Выбрать главу

Потемкин не мог не понимать, что на него смотрят, как на нечто фальшивое и временное. Не мог же он объявить, что не фаворит он, а законный муж императрицы. Открытие тайны брака грозило каждому из супругов смертельной опасностью. В одном из писем, присланных из действующей армии во время кампании 1789 г., Потемкин в скупых словах выразил свое кредо: «Ревность и усердие с неограниченным к Вам долгом движут меня на службу... Я христианин, то и слава моя в служении... Ежели бы я мог поднять на рамена тягости всех, охотно бы я себя навьючил, и Вы бы увидели нового Атланта» [16]. Он и поднимал на своих плечах все новые и новые тяготы во славу России и своей государыни.

Екатерина сама отличалась завидной работоспособностью, играя отнюдь не декоративную роль в управлении.
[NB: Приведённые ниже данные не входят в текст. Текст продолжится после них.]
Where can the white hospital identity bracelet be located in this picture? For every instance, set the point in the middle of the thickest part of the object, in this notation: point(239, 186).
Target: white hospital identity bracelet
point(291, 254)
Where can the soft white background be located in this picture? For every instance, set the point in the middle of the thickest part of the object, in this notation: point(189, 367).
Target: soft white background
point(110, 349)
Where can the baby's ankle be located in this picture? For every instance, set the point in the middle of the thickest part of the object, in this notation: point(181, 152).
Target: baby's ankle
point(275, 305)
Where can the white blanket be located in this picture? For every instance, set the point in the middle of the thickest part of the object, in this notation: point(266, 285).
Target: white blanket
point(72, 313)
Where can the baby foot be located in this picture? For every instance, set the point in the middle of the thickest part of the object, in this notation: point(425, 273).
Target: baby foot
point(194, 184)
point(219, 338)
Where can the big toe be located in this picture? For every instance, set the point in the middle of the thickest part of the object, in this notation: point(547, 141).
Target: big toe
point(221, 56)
Отдавая почти все время государственным заботам и связанным с ними представительским формальностям, она хотела сохранить для себя лично тепло семейного уюта. С Потемкиным, ставшим открытым соправителем, это было невозможно. Она первой поняла суть этого мучительного противоречия и первой же призналась мужу в своем открытии: «Пожалуй, Батинька, не упомяни же боле ни о чем. Я твоею ласкою чрезвычайно довольна, все пройдет, и моя бездонная чувствительность сама собою уймется, и останется одна чистая любовь» (Письмо от 1775 г.)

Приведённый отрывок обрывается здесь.